Hi All, I have a bit of a dilemma. I have to process a rather large BAM file into an interleaved FASTQ. After it's sorted and indexed, I use the samtools collate command as follows: samtools collate -u -o input_sorted_collated.bam input_sorted.bam
The size of input_sorted.bam is ~147GB and after a long execution the process (unsurprisingly) runs out of space on /tmp. Unfortunately, the collate command of samtools doesn't recognize the -T option to direct the temporary files elsewhere. I guess the developer hasn't considered the possibility of really large datasets.
Has anyone run into this issue before? Can you suggest a solution/hack/workaround? Any thoughts are very much appreciated!
Sasha
The solution Pierre Lindenbaum provided should work. Always read the manual first.

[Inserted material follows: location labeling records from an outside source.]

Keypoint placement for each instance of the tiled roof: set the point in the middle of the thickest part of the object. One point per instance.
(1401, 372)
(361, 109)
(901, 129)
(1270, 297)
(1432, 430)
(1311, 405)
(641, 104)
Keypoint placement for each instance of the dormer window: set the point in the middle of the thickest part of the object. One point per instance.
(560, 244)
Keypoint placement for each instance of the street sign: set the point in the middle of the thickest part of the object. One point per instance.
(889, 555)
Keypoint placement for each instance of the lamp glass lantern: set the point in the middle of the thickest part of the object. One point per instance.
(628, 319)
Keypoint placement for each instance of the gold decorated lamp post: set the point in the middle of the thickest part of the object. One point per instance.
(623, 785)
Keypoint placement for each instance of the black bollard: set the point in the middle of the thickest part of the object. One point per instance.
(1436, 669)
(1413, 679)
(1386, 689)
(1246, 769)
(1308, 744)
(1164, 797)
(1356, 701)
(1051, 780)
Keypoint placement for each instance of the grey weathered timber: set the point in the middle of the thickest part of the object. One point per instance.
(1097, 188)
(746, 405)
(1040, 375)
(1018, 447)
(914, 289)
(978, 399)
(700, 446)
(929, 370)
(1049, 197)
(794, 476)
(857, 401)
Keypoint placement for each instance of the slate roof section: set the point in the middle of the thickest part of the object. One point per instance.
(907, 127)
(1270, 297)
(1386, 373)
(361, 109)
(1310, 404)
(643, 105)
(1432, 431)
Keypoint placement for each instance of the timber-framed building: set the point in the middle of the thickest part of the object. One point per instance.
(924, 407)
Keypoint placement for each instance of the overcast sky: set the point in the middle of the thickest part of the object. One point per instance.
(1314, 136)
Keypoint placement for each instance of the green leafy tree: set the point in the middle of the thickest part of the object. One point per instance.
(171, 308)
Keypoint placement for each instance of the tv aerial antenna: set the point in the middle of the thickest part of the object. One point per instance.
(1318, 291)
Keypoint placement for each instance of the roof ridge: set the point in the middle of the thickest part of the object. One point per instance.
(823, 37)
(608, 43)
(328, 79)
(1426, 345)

Just as a comment, better avoid these kinds of statements especially when the issue is about really basic things such as memory usage. The
samtools
developer(s) know what they do, these tools are routinely used by thousands of people all year, and some larger files are not uncommon. Fitting entire files into memory is uncommon as not every usage has a heavy server node available. Typically, if one encounters standard issues such as memory problems one is doing something wrong. 1xx Gb files are not uncommon either, standard 30-50x short-read human WGS for example. Thousands of these samples exist at NCBI.